Responsables diocésains de la Pastorale des Migrants de Normandie, NOUS SOMMES TEMOINS, DE LA PART DES ETRANGERS QUE NOUS RENCONTRONS, D’ UNE GRANDE VOLONTE D’ INTEGRATION,
par le travail (alors qu’ils n’y ont pas droit tant qu’ils n’ont pas obtenu leur régularisation), par la scolarité des enfants, par leur volonté de faire des études supérieures (mais sans droit de passer les examens s’ils n’ont pas obtenu leurs papiers), par leur participation à de multiples associations …Nous pouvons témoigner de la richesse pour eux comme pour nous de tous ces liens créés.
Mais la situation de non droit à laquelle ils sont souvent condamnés, les refus répétés du titre de séjour qui leur permettrait de vivre en situation régulière, les menaces permanentes de renvoi dans leur pays …ne sont-ils pas des encouragements à rester dans la clandestinité ?
Nous disons qu’il est INACCEPTABLE :
de considérer la solidarité avec toute personne en situation irrégulière comme un délit … passible de condamnation (n’a-t-on pas été jusqu’à empêcher, à Cherbourg, de donner à manger à des Irakiens sans-papiers ?).

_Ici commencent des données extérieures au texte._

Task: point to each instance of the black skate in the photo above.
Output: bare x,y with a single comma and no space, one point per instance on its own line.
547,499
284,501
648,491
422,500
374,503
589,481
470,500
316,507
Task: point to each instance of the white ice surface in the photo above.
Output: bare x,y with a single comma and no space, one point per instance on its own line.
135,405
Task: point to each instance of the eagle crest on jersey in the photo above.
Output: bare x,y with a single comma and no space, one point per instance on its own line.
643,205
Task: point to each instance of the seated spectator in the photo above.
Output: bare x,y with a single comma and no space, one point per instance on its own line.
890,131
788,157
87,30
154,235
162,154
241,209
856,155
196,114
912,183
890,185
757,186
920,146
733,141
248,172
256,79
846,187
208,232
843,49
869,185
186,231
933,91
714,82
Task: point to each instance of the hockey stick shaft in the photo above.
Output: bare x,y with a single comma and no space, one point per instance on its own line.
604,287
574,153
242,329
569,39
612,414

Nous ne pouvons que dénoncer l’inhumanité d’une telle interdiction.
de faire un choix entre les migrants … en faisant venir (même à prix d’or) celui qui va nous être utile … et en rejetant celui qui, en danger dans son pays, espérait trouver chez nous un asile.
de sous-traiter le contrôle des entrées des étrangers dans l’Union Européenne à des pays se situant à l’extérieur des frontières de l’Europe (Maroc, Algérie, Libye, Ukraine…) où on établit des camps d’enfermement, en obligeant ces pays (contre des crédits importants) à coopérer à la lutte de l’Union Européenne contre l’immigration clandestine. Alors que la communauté internationale affirme combattre la pauvreté, l’Union Européenne combat les pauvres !
Devant l’inhumanité et devant la criminalisation de la solidarité, nous tenons à affirmer que la SOLIDARITE à toute personne en danger (même si elle se trouve en situation irrégulière) s’impose à chaque conscience humaine. Ce serait un acte de non-assistance à personne en danger que d’obéir à des ordres interdisant de donner à manger à celui qui a faim, de vêtir celui qui a froid, de donner un toit à celui qui n’a que la rue …
Pour nous, croyants en Jésus-Christ, tout homme, quel qu’il soit, est IMAGE DE DIEU (cf. Récit de la Genèse ch. 1er). C’est dire la grandeur, la dignité, le caractère sacré de chaque personne humaine et le respect, l’attention … qui lui sont dus, surtout lorsqu’elle est fragile, faible, vulnérable. Jésus-Christ ne s’est-il pas identifié à celui qui a faim, soif, à celui qui est étranger, malade, prisonnier (cf. Evangile de Matthieu ch. 25) ?
Chrétiens, n’ayons pas peur de prendre nos responsabilités !
Mobilisons-nous pour un développement solidaire.
Soyons aux côtés de ceux que notre société refuse de traiter comme des êtres humains.
Apportons la contradiction quand les étrangers sont considérés comme responsables de ce qui leur arrive.
Ne laissons pas faire ceux qui affirment que la fermeture des frontières ou le choix des « bons immigrés » sont de bonnes solutions face à la situation du monde.
N’attendons pas que d’autres fassent à notre place !
Rejoignons tous ceux qui entrent en résistance devant l’inacceptable.
Ils sont porteurs d’Espérance !
L’ Europe a voulu se définir comme
« ESPACE PRIVILEGIE DE L’ ESPERANCE HUMAINE ».
Ne laissons pas jeter aux orties cette belle idée !
Décembre 2005
Les responsables diocésains
de la
Pastorale des Migrants de Normandie.